Faile, this is wonderful! I am full of envy too. :) Annissa and Aonir, you are angels!

Shlanon, as long as kittygirl is around, Bean should not sleep too soundly! :wink:


----------



## Annissa

Faile and I thought you would like to know that Bud was tested for FIV and Feline Leukemia and both tests came back negative. Physically, she is in good health. Currently, she has fleas, but Elyse and I have given her her first dose of Revolution flea treatment and she should be free of fleas when she goes to live with Faile and Cujo in February.


----------



## Jeanie

February is right around the corner, and we'll want to hear all about your meeting and how Bud settles in!  It's great to hear the test results are negative.


----------



## Ioana

That is wonderful news! Have a safe trip and we are looking forward to see how it goes


----------



## ForJazz

I was so excited to read this thread! I immediately started thinking of friends who live in that area -- that kitty is gorgeous. She reminds me of a cat named Angel who I almost got, and still regret NOT getting. I was even going to offer to be part of a driving chain -- I live in Wisconsin. But it looks like you figured it out.  You two are wonderful and I can't wait to hear how everything goes.


----------



## faile

bud is now with me, hiding under my bathtub. :wink: she's pretty freaked out, tomorrow i am going to pick up some feliway and see if that helps. she spent most of the ride home sleeping in my lap, i even got some head rubs and a little purring out of her. 
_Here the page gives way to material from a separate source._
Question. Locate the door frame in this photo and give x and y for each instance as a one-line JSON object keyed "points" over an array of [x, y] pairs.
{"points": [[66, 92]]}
it seems cujo missed me a lot the weekend i was gone, apparently he gave my bf no end of trouble. he's not even really interested in the bathroom where bud is, but maybe thats just cause he's happier to see me.he's acting a little crazy too, though.

i'll keep everyone posted on their progress... and in the mean time, i have no idea what to re-name bud. suggestions?


----------



## ForJazz

Jazz.  She reminds me a lot of Jazz -- scared at first and beautiful, and a happy ending to what could have been sad story. And Jazz used to be the same way for car rides -- laying right in my lap the whole time. 

I'm not great at naming cats unless I see them. But I'll toss a few out. I dunno if you're going for pretty or cute names. Sheba, Ashe, Annie (rescued orphan) Venus, Jupiter, Cleo, Azrael, Phoebe, Pelusa, (ball of fur in Spanish) Velvet, Raven, Poe, (Edgar Allen -- as in the poem about the black raven)....sorry I'm not great at this. I'm just so excited for you.


----------



## faile

well, so far there's been some major hissage coming from under the door... she seems to not like cujo sniffing around. she hasn't eaten anything since i've had her, so i gave her some wet food, i think she was eating that.

so far names i've been tossing around: half-pint, isis, persephone, obsidian, willow....


----------



## faile

ok, she has eaten and used the box. she's very confused i think, me and my bf were in the bathroom with herand she was head rubbing us but at the same time hissing and growling. she's still hissing and growling under the door at cujo.


----------



## Annissa

Awww. Poor Bud. I missed her while I was driving home. I'm glad you guys made it home ok.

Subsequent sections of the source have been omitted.